The production of hydrocarbon from a porous media such as sandstone can cause damage to the rock. When the hydrocarbon is produced under increasing levels of stress, the mechanical damage caused may lead to sand production. Sand production plays a detrimental role in oil and gas production, and can cause tremendous financial drawbacks. A series of perforation collapse tests, involving mechanical and hydraulic loading, were conducted to gain a better understanding of the mechanism leading to sand production. We used numerical modeling and the computer code, FLAC [1], to assist in addressing the objective. One form of damage observed in the perforation collapse tests, showed localized helicoidal shear bands, which developed around the borehole wall. We modeled this behavior numerically using a strain softening Mohr-Coulomb model, in which the cohesion property was reduced with increasing plastic shear strain. The damage pattern offers a close resemblance to the one observed in the perforation collapse tests. It is shown that, for the conditions investigated, flow of oil increased the extent of shear damage, and, as expected, so did an increase in confinement (external boundary stress). On the other hand, using a small amount of cohesion hardening reduced the extent of damage.
1. INTRODUCTION
The production of hydrocarbon from a porous rock such as sandstone can cause damage to the material. When hydrocarbon is produced under increasing levels of stress, the mechanical damage caused may lead to sand production. Sand production plays a detrimental role in oil and gas production, and can cause tremendous financial drawbacks. A series of perforation collapse tests were conducted to gain a better understanding of the mechanism leading to sand production. The purpose of this work is to use numerical modeling to contribute to this understanding.

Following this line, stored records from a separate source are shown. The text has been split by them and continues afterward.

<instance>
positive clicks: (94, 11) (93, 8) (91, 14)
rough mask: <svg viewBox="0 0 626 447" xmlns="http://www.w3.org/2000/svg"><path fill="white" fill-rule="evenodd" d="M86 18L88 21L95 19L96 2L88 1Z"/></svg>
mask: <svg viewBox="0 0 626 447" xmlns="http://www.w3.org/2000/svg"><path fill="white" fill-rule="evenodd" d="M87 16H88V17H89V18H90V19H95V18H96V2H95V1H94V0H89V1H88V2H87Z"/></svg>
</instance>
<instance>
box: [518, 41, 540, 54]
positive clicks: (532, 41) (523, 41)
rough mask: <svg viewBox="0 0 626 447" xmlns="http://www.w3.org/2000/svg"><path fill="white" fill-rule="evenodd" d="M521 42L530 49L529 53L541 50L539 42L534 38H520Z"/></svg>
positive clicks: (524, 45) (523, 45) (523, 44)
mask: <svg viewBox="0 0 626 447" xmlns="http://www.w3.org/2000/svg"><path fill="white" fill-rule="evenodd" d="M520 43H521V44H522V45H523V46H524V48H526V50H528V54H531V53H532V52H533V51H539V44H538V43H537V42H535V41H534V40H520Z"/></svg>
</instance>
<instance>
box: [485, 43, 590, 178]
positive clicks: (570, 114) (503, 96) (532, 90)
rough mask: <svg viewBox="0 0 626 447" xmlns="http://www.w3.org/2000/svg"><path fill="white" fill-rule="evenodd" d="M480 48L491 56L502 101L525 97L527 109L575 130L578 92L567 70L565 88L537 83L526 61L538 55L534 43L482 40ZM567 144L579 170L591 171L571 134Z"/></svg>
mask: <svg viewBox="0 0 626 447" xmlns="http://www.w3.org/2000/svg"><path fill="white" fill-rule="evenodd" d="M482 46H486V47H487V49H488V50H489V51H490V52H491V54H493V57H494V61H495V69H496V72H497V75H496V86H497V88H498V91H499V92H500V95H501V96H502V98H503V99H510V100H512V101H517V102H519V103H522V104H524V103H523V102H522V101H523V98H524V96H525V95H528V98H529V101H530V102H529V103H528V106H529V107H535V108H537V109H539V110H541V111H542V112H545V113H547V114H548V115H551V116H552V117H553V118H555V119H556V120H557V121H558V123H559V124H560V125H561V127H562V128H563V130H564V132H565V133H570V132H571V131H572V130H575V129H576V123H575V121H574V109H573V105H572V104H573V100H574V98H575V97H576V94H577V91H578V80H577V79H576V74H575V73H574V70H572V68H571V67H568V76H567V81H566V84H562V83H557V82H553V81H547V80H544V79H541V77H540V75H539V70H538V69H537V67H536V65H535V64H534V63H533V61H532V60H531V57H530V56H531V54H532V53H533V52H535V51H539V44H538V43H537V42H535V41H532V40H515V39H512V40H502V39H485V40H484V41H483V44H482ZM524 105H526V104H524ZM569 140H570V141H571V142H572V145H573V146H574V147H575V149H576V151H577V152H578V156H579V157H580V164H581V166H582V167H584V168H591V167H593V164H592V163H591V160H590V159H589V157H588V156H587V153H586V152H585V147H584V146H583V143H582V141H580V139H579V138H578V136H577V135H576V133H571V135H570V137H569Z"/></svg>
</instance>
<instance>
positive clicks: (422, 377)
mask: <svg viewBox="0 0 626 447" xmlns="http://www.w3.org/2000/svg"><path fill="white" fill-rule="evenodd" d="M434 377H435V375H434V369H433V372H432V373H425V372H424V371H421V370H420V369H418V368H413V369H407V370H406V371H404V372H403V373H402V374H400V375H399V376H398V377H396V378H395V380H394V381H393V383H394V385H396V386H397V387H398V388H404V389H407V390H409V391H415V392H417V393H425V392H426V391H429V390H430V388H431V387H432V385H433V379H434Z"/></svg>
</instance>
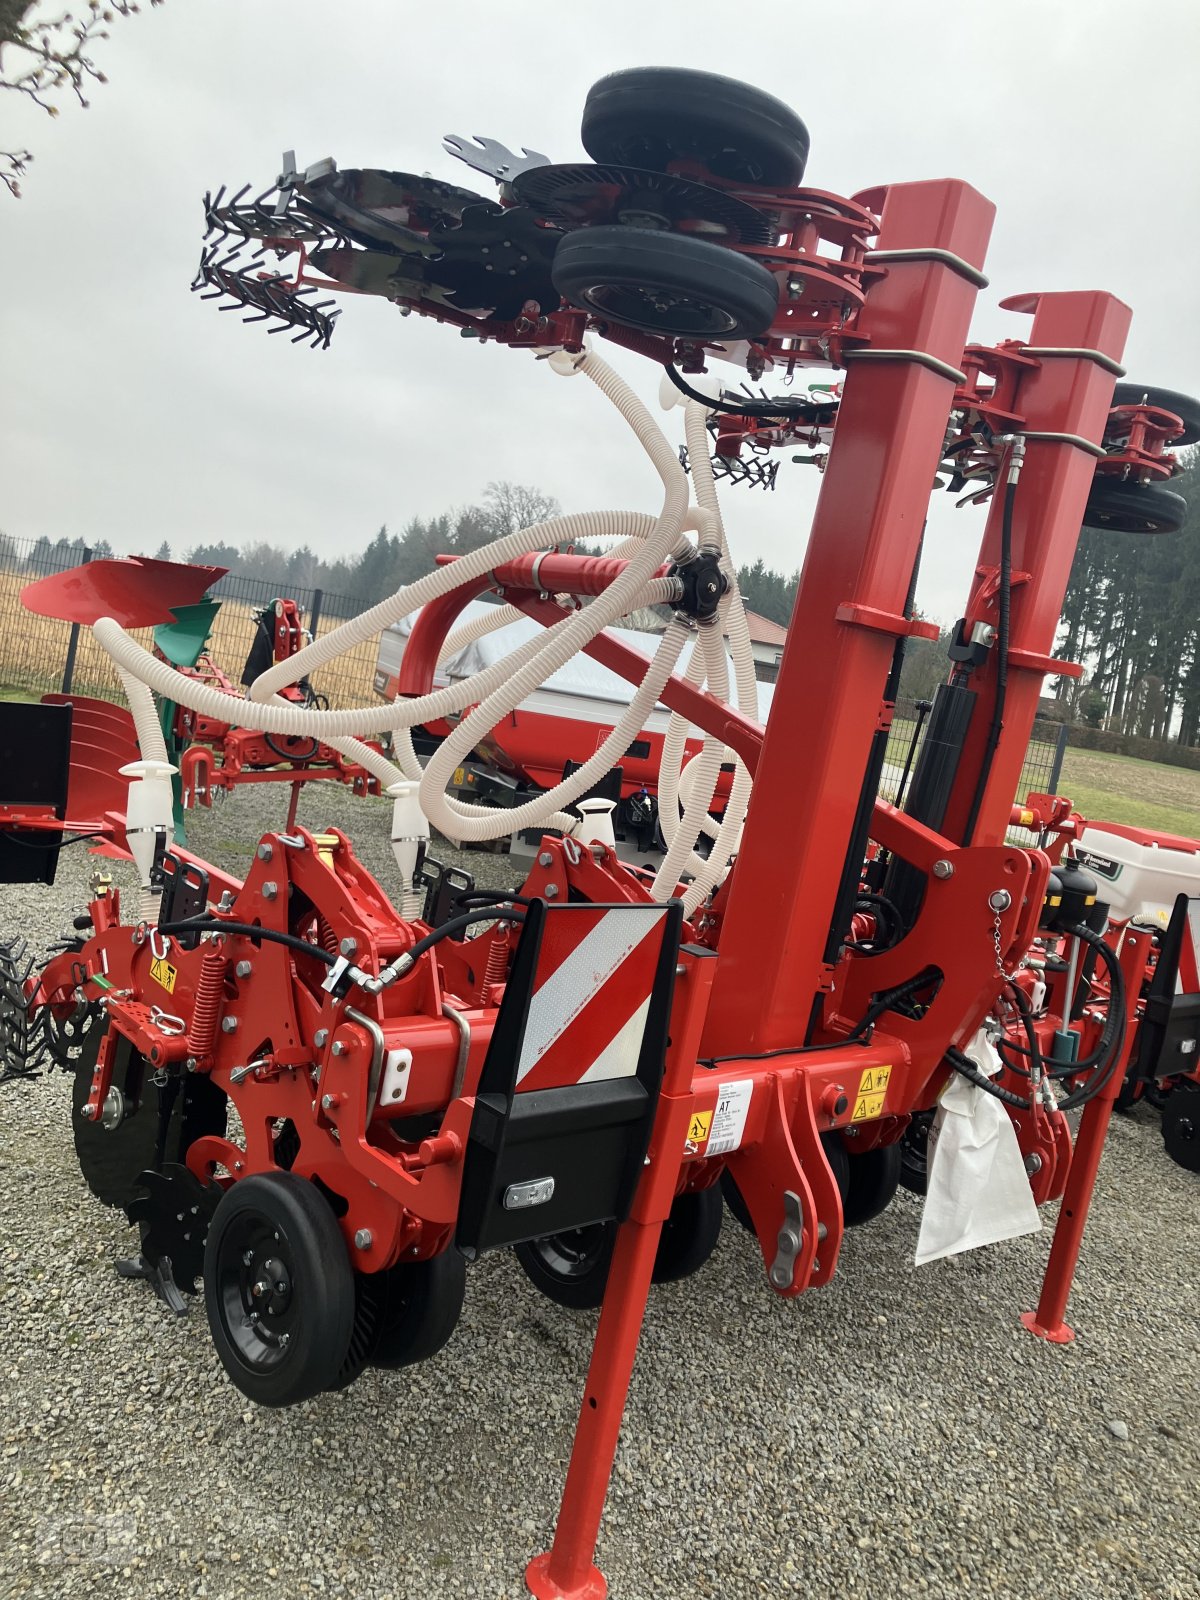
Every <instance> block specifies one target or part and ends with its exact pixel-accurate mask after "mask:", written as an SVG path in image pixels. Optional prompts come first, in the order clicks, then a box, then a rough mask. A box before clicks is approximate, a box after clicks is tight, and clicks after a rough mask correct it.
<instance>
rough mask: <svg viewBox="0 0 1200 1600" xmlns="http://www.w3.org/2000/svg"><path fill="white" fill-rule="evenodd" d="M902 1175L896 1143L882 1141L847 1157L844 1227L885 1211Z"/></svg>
mask: <svg viewBox="0 0 1200 1600" xmlns="http://www.w3.org/2000/svg"><path fill="white" fill-rule="evenodd" d="M899 1174H901V1149H899V1144H885V1146H883V1147H882V1149H877V1150H864V1152H862V1155H851V1157H850V1187H848V1190H846V1197H845V1200H843V1202H842V1219H843V1221H845V1224H846V1227H862V1224H864V1222H874V1219H875V1218H877V1216H880V1214H882V1213H883V1211H886V1210H888V1206H890V1205H891V1202H893V1200H894V1197H896V1189H898V1187H899Z"/></svg>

In this paper, we use the word 'damage' to qualify noticeable unrecoverable deformation at the scale of the sample in the laboratory tests, and to refer to the occurrence of plastic deformation for a Mohr- Coulomb material in the numerical analyses.
The scope of the numerical study involves a sequence of tasks, which include a) concentrate on the impact of fluid flow and identify, for the laboratory perforation collapse tests, a range of parameter values for which damage occurs, b) model qualitatively the damage pattern observed in the laboratory tests, and investigate some of the parameters influencing the shape and extent of the region of failure, c) calibrate the numerical model in an effort to reproduce quantitatively the laboratory results, such as extent of failure and cavity deformation prior to sand production, d) develop a model for sand production and investigate the parameters controlling the shape and extent of the 'hollowed region', and e) calibrate the numerical model to reproduce the laboratory results quantitatively, such as volume of sand produced. The effort documented in this paper concentrates on fulfilling some of the objectives of the first two tasks.
Localized damage, observed in perforation collapse tests on the Salt Wash North and MacField Sandstones, takes the form of helicoidal shear bands. Slip lines of this shape have been identified analytically as the characteristic lines for axisymmetric, elasto-plastic problems governed by hyperbolic equations (see e.g. Kachanov [2]).